When we get to production we generally use AWS as our default cloud environment (though we have some decent experience on Azure and GCP as well).
- Where possible, we use AWS cloud native services to reduce our workload of maintenance and management
- Managed RDS Databases
- Lambda and API Gateway for managed scaling of high demand APIs
- AWS Systems Manager for patching and maintenance tasks on EC2 instances
- CloudWatch for logging, monitoring and alerts
- CodeBuild for automated builds of production images
- All configured as Infrastructure as Code (IaC) using the AWS Cloud Development Kit (CDK).
For our local dev environments, we all generally still live on Windows Laptops. This is mainly because, as a consulting business, we still need to make regular use of Microsoft Office products, especially when exchanging documents with clients. Until recently this has been at odds with our proclivity for Linux based tooling, but Microsoft has made some really good steps recently in enabling Linux-friendly development on Windows, using the Windows Subsystem for Linux (WSL) as a launching point.
- WSL running the latest LTS version of Ubuntu (20.04 at time of writing)

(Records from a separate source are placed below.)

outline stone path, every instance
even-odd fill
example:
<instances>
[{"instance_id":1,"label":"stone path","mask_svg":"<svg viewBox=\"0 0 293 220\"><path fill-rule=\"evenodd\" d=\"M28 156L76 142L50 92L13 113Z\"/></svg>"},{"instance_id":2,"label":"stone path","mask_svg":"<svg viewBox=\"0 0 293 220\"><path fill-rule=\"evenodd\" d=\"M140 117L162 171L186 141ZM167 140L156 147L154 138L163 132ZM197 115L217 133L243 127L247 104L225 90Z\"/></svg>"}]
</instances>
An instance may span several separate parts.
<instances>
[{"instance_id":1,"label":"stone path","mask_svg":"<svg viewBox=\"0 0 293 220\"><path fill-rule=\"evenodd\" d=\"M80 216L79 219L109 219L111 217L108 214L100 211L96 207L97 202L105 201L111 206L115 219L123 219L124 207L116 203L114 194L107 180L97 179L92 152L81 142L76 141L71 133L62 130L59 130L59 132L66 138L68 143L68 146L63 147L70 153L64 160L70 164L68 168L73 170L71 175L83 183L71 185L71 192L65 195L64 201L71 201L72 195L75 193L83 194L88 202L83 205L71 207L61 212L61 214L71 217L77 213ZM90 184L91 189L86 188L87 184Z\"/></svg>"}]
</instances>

- Pyenv for managing multiple Python versions
- Pipenv for managing multiple Python virtual environments
- PostgreSQL database running on WSL for local synthetic development data
- Pytest for writing and running unit tests
- Flake8 for linting
- Black for autoformatting
- Jupytext for syncing Jupyter notebooks as raw python files for better diffing of changes
- Windows Terminal for managing multiple shell sessions
- Visual Studio Code with the Remote Development extension for running code inside WSL
- Docker Desktop for running docker containers within WSL
- DBeaver as a desktop client for querying databases
- Postman as a desktop client for querying HTTP APIs
- Bitbucket as our remote git repo and using Bitbucket Pipelines for running automated testing and Continuous Integration (CI)

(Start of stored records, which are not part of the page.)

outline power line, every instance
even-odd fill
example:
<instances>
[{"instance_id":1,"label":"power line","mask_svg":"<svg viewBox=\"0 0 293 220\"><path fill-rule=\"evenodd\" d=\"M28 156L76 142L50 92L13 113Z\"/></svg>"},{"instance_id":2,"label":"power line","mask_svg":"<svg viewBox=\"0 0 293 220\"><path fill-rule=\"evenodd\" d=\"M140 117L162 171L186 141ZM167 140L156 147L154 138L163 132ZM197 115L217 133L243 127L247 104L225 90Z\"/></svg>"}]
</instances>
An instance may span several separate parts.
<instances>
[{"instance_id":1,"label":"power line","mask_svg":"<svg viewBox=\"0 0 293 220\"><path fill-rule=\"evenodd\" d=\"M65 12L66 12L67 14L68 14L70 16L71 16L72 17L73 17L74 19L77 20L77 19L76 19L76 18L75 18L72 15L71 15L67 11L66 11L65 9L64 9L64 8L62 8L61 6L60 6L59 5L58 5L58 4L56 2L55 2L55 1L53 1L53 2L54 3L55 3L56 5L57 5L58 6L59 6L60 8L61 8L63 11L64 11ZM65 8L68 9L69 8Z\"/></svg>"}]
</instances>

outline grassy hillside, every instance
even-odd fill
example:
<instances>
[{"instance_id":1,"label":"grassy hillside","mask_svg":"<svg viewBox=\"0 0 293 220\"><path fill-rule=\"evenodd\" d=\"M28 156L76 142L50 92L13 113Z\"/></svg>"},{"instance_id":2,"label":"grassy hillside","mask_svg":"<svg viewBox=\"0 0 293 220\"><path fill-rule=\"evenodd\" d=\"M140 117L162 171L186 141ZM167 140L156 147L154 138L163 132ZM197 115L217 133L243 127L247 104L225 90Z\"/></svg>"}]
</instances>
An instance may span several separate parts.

- Jupyterhub and Rstudio running on internal servers and accessible via web browser, for prototyping and ad hoc analytics
- ClickUp for managing our tasks and sprints.
This local dev solution and environment are a continuous work in progress. The fact that “try running wsl.exe –shutdown” is a common troubleshooting response on our team chat is testament to that. But we’re definitely a lot better off than we were, say, three years ago. We can onboard new team members relatively easily and our more experienced devs are able to work productively both independently and collaboratively.
We’ve recently started playing around with dev environments inside docker containers with integrated VS Code support. However, we’ve found this to be even less mature, especially when managing user and file permissions. At the pace these technologies are progressing, though, it wouldn’t be surprising if we’re using that or perhaps even some other solution when we update this post in another three years from now.